Phillipa, still smiling and flirting and dancing around. Her belly just about to empty its bloody dead contents into her knickers. The old man sitting by his front door, Petula the maid, her hair all snaked up around her head with her old, thin fingers. Forked into that room. This heaving room, where flies and rats can come and live off of the dead.
We walked out of the graveyard, past the blue, wrought iron gate and into the hot alleys and the afternoon sun. We trailed back home, my spirits drained away. My mind working on the image of death.
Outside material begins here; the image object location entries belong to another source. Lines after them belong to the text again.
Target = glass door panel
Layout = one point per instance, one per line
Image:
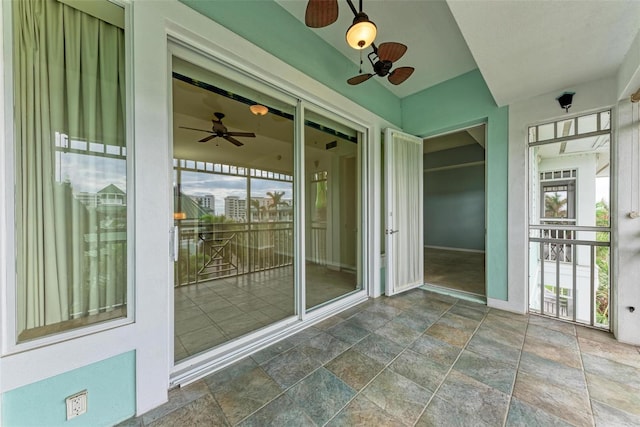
(569, 220)
(233, 206)
(332, 206)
We could hear the bells calling the faithful to their pews, to the holy water, to the Festival of the Virgin whilst the tangled remains of granddad, children, motorbike accident victims all hugged one another unwittingly in that terrible room.
Back at the house I fell asleep on Phillipa’s stomach. When I woke up I tried to make light of what we had seen. We couldn’t. My mind working on that image of death. We had a rather bright dinner with the French. I couldn’t eat much, the meat festered in my mouth.
I could see the grave candles burning from the night terrace, comets burning over our heads, my feet burning inside my silk slippers. The twins arrived, showed us photographs, we drove into Skala.
Phillipa went to church, I went to the bar so I might forget.
I drank. Sprayed with champagne. It was our table that drank the most booze, our friends who danced the hardest, our friends who fell into the sea drunk and all the time my mind is working out that image of death.
Into the eyes of death, a death’s-head, not facing me. Leading me into further horrors.
Olivier the sickly twin and I had a long talk about his girlfriend, what he felt for her. How he became her. I gave him a big hug because he seemed to need it. He stroked my face, he told me that he didn’t need to be ‘superficial’ with me. He told me that I was a friend. Sometimes I didn’t understand him because he used a language that only a twin can understand. A description of one life as two people. They are an extra-ordinary couple.
I went home to Phillipa. We drank tea and then they left.
I got into bed and great waves of fear passed through me, my mind working on that image so that the bones started moving. The dead sat waiting beside the front door, sat in the fridge disguised as roast chicken, the maggots danced inside the rubber slippers, the nylons gnawed by fat rats.
Phillipa felt me cold sweating there in bed, listened to my fitful cries and sprinkled perfume on the mat and offered me kind conversation and squeezed into my back. I fell, finally into an unfettered sleep.
PS We met the rich Greeks who are building their ‘luxury’ home next to the graveyard.
“Fantastic views.” said she.
Can you imagine who empties those graves? The man we see in the street? Maybe the tall, mad man we see in Vagelis – the restaurant with the garden. Can you imagine seeing the graves being exhumed? The contents pitchforked into that place? The man couldn’t sell the plot.
“Fantastic views.”
Phillipa returns yearly to Patmos but I never did. The beautiful house was sold. Phillipa and I split up on the way home from Greece and when we arrived in London Amoury Blow picked us up from the airport. I was all over the press. Again. Front page of the Evening Standard.